Enabling and Disabling ORCA

When optimizer = on, YMatrix uses ORCA instead of the legacy planner. You can control ORCA behavior using the optimizer server configuration parameter at the system, database, session, or query level. To change the default setting, follow one of the procedures below.

Enable ORCA System-Wide

Set the optimizer server configuration parameter for the entire YMatrix system:

  1. Log in to the YMatrix Master host as mxadmin (the YMatrix database administrator).
  2. Use the gpconfig utility to set the parameter to on:
    gpconfig -c optimizer -v on
  3. Reload the configuration on both Master and Segments without restarting the cluster:
    mxstop -u

Enable ORCA for a Specific Database

Use the ALTER DATABASE command to enable ORCA for a single database. For example, to enable ORCA for database test_db:

ALTER DATABASE test_db SET OPTIMIZER = ON;

Enable ORCA for a Session or Query

Use the SET command to enable ORCA for the current session. For example, after connecting via psql:

SET optimizer = on;

To enable ORCA for a specific query, include the SET command immediately before running the query.

Note!
For more information about ORCA-related configuration parameters, see ORCA Optimizer Configuration Parameters.
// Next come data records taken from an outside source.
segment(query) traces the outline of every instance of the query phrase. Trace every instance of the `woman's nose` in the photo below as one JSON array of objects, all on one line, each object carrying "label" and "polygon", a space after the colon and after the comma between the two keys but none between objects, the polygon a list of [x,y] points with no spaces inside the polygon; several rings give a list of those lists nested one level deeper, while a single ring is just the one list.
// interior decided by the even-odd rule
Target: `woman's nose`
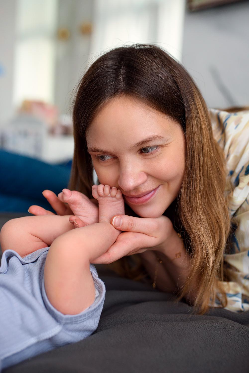
[{"label": "woman's nose", "polygon": [[124,192],[134,190],[145,182],[147,179],[146,173],[134,166],[120,167],[118,183]]}]

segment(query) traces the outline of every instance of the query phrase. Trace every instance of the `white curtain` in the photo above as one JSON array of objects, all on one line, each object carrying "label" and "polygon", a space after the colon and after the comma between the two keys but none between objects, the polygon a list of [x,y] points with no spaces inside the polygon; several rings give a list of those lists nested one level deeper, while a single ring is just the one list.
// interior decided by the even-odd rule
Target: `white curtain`
[{"label": "white curtain", "polygon": [[180,62],[185,0],[95,0],[91,62],[134,43],[156,44]]}]

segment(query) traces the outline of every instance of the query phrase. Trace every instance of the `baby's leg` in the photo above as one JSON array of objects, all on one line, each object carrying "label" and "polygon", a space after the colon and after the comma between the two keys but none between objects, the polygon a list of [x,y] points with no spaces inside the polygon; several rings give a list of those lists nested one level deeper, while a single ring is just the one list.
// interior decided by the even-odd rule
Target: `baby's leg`
[{"label": "baby's leg", "polygon": [[79,313],[92,304],[95,287],[90,263],[105,253],[121,233],[110,223],[113,215],[125,213],[120,191],[103,185],[93,187],[93,195],[99,203],[100,222],[58,237],[51,245],[45,263],[47,296],[65,314]]},{"label": "baby's leg", "polygon": [[0,233],[2,252],[10,249],[23,257],[50,246],[59,236],[73,229],[68,221],[70,216],[23,216],[9,220]]}]

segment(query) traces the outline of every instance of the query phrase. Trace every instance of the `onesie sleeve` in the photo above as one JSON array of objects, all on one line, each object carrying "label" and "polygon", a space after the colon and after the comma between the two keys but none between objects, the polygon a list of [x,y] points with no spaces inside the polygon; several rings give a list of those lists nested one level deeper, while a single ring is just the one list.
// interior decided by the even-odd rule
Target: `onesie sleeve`
[{"label": "onesie sleeve", "polygon": [[4,251],[0,266],[0,365],[2,368],[90,336],[98,327],[105,294],[104,283],[90,264],[95,286],[93,303],[75,315],[51,304],[44,286],[49,247],[24,258]]}]

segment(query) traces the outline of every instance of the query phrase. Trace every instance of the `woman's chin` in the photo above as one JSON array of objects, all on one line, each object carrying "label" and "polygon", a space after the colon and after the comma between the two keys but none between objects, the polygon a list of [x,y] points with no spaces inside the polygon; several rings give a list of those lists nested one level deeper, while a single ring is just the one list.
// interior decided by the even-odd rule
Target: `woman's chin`
[{"label": "woman's chin", "polygon": [[159,211],[155,208],[143,209],[142,211],[141,209],[140,211],[139,210],[139,209],[134,209],[133,211],[137,215],[141,217],[159,217],[163,215],[164,212],[164,210],[163,211]]}]

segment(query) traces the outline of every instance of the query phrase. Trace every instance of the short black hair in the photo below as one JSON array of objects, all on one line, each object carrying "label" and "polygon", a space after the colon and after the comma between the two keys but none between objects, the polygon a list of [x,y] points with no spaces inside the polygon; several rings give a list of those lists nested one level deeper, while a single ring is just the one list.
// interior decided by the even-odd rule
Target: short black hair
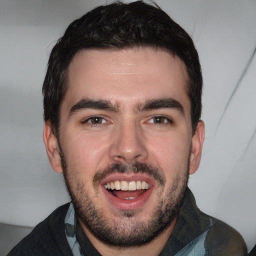
[{"label": "short black hair", "polygon": [[66,92],[67,70],[82,50],[118,50],[150,46],[178,56],[186,68],[186,90],[194,132],[202,112],[202,78],[192,39],[157,6],[143,1],[100,6],[73,22],[53,48],[42,86],[44,121],[58,136],[60,106]]}]

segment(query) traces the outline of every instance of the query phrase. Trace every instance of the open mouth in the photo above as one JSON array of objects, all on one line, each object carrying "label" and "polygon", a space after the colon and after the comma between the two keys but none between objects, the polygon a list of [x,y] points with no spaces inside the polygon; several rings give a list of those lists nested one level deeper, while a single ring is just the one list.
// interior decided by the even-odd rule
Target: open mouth
[{"label": "open mouth", "polygon": [[150,184],[144,180],[114,180],[104,186],[116,198],[126,200],[136,199],[150,188]]}]

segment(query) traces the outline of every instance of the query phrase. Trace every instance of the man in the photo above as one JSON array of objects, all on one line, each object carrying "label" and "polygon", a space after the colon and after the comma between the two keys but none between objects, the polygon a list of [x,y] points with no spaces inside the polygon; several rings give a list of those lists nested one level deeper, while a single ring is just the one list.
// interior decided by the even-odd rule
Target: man
[{"label": "man", "polygon": [[202,80],[186,32],[141,2],[94,9],[54,46],[44,140],[72,204],[8,255],[246,255],[187,187],[204,139]]}]

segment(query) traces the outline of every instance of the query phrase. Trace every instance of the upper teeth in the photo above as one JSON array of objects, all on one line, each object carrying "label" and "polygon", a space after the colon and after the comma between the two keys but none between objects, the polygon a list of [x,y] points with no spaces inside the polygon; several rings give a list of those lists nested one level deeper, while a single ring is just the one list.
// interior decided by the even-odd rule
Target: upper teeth
[{"label": "upper teeth", "polygon": [[105,188],[123,190],[148,190],[150,186],[146,182],[140,180],[127,182],[125,180],[116,180],[104,185]]}]

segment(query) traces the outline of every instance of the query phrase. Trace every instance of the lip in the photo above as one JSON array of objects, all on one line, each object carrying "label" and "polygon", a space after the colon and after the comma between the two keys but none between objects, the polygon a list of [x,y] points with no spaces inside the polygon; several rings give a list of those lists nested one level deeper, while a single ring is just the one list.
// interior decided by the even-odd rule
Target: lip
[{"label": "lip", "polygon": [[136,182],[137,180],[144,180],[150,185],[150,187],[156,186],[156,180],[153,180],[150,176],[145,174],[112,174],[101,180],[100,184],[103,186],[108,182],[115,180],[125,180],[128,182],[132,182],[132,180]]},{"label": "lip", "polygon": [[110,204],[116,208],[123,210],[135,210],[142,208],[146,204],[154,190],[154,188],[151,188],[138,198],[126,200],[114,196],[102,186],[101,188],[104,194]]},{"label": "lip", "polygon": [[[112,194],[104,188],[104,184],[114,180],[126,180],[128,182],[144,180],[150,184],[150,188],[136,198],[130,200],[122,199]],[[120,210],[132,210],[141,208],[146,204],[154,190],[156,180],[145,174],[112,174],[103,179],[100,186],[103,194],[112,206]]]}]

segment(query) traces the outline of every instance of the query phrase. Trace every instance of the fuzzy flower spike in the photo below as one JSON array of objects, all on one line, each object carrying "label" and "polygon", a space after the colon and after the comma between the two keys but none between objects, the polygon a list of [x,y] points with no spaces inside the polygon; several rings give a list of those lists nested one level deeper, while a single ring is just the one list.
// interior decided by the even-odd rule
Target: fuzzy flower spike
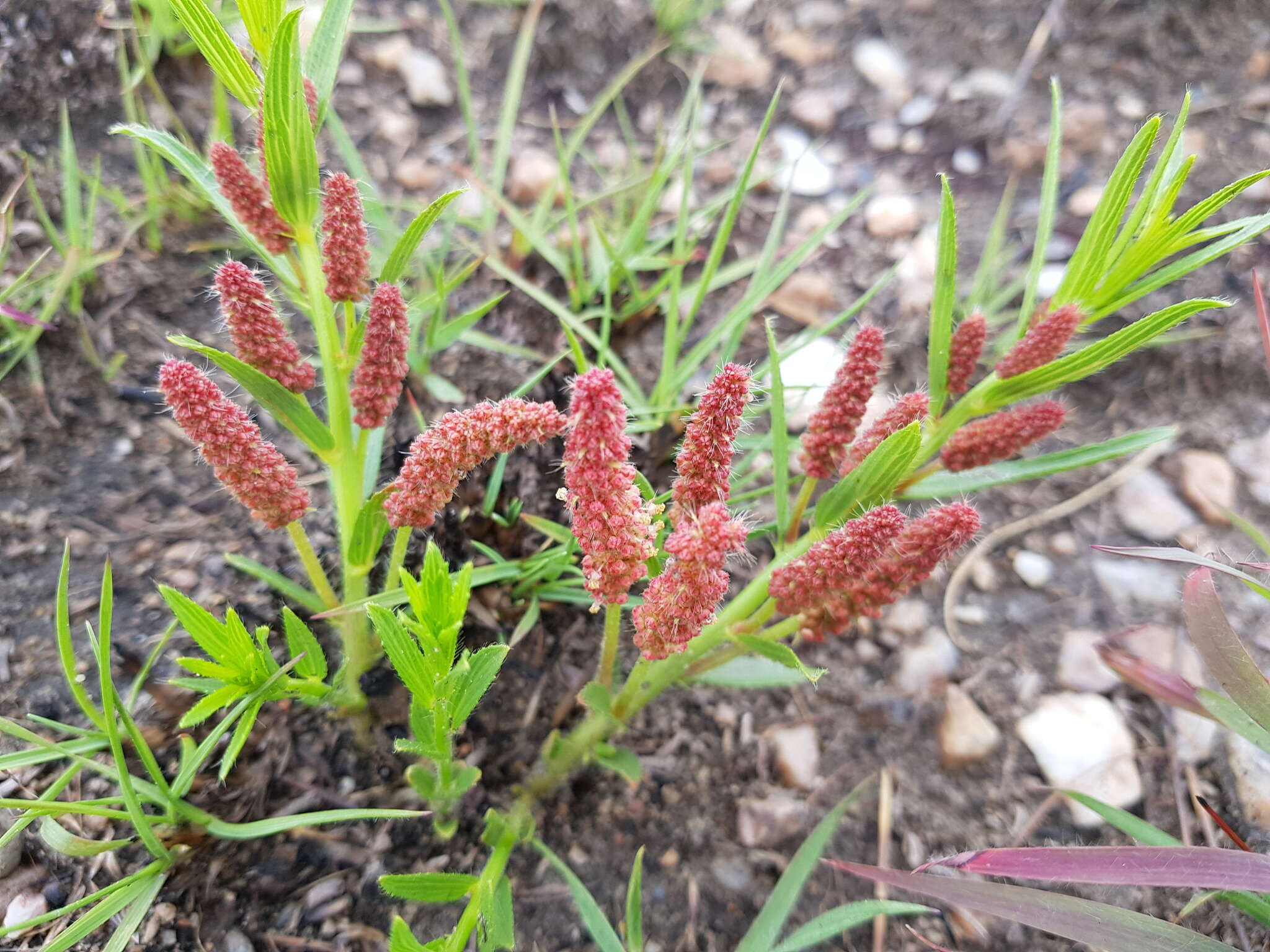
[{"label": "fuzzy flower spike", "polygon": [[865,326],[847,348],[847,355],[833,383],[806,423],[803,434],[803,470],[814,480],[834,479],[856,428],[865,416],[865,405],[878,386],[881,369],[883,333]]},{"label": "fuzzy flower spike", "polygon": [[686,512],[665,539],[671,559],[644,589],[644,603],[632,613],[635,645],[657,661],[683,651],[688,641],[714,621],[728,594],[724,560],[745,548],[745,527],[723,503]]},{"label": "fuzzy flower spike", "polygon": [[159,390],[216,479],[254,519],[281,529],[304,515],[309,491],[297,485],[295,467],[207,374],[187,360],[168,360]]},{"label": "fuzzy flower spike", "polygon": [[621,604],[644,578],[653,556],[657,508],[635,485],[629,457],[626,405],[613,372],[594,368],[573,382],[564,444],[565,501],[582,547],[587,590],[597,602]]},{"label": "fuzzy flower spike", "polygon": [[239,358],[290,391],[309,390],[316,372],[282,324],[264,282],[241,261],[226,261],[216,269],[213,286]]},{"label": "fuzzy flower spike", "polygon": [[380,284],[366,308],[366,338],[362,357],[353,372],[353,423],[375,429],[387,423],[401,396],[410,364],[406,360],[410,325],[405,300],[395,284]]},{"label": "fuzzy flower spike", "polygon": [[551,404],[516,397],[446,414],[410,444],[384,500],[389,524],[427,529],[469,472],[498,453],[556,437],[564,426],[564,414]]},{"label": "fuzzy flower spike", "polygon": [[221,194],[264,250],[281,255],[291,248],[291,228],[278,217],[269,190],[246,168],[237,150],[227,142],[212,142],[207,157]]},{"label": "fuzzy flower spike", "polygon": [[371,253],[367,248],[362,195],[342,171],[326,179],[321,197],[321,255],[326,297],[361,301],[370,289]]},{"label": "fuzzy flower spike", "polygon": [[697,411],[688,420],[683,446],[674,458],[678,477],[672,494],[672,520],[710,503],[724,503],[732,490],[733,443],[740,416],[753,399],[749,368],[730,363],[710,382]]},{"label": "fuzzy flower spike", "polygon": [[1067,305],[1035,321],[997,363],[997,376],[1001,380],[1017,377],[1048,364],[1063,353],[1067,341],[1081,326],[1082,317],[1080,307]]}]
How to Determine Whether ORCA Is Used

When ORCA is enabled (it is off by default), you can verify whether YMatrix used ORCA or fell back to the legacy planner by examining the output of EXPLAIN.

  • If ORCA generated the plan, the plan output ends with a line indicating the optimizer and its version. For example:

    Optimizer: ORCA
  • If the optimizer parameter is off, or if ORCA was enabled but the query fell back to the legacy planner, the output shows:

    Optimizer: Postgres-based planner

Note!
When YMatrix falls back to the legacy planner, the query plan is influenced by the legacy optimizer’s configuration parameters. For details, see Operator Control Parameters.

Unsupported SQL Features with ORCA

The following SQL features are not supported when ORCA is enabled:

  • Index expressions (indexes defined on expressions over one or more table columns).
  • GIN index access method. ORCA supports only B-tree, bitmap, and GiST indexes. Indexes created with unsupported methods are ignored.
  • External parameters.
  • The following types of partitioned tables:
    • Non-uniform partitioned tables.
    • Partitioned tables modified to use an external table as a leaf child partition.
  • Sort-Merge Join (SMJ).
  • Ordered aggregates.
  • Analytic extensions:
    • CUBE
    • Multiple grouping sets
  • Scalar operators:
    • ROW
    • ROWCOMPARE
    • FIELDSELECT
  • Aggregate functions that take set-returning operators as input arguments.
  • *`percentile_` window functions** (YMatrix does not support ordered-set aggregate functions).
  • Inverse distribution functions.
  • Queries that execute functions defined with the ON MASTER or ON ALL SEGMENTS attributes.
  • Queries containing Unicode characters in metadata names (e.g., table names) that are incompatible with the host system’s locale.
  • SELECT, UPDATE, and DELETE commands that use the ONLY keyword to reference a table name.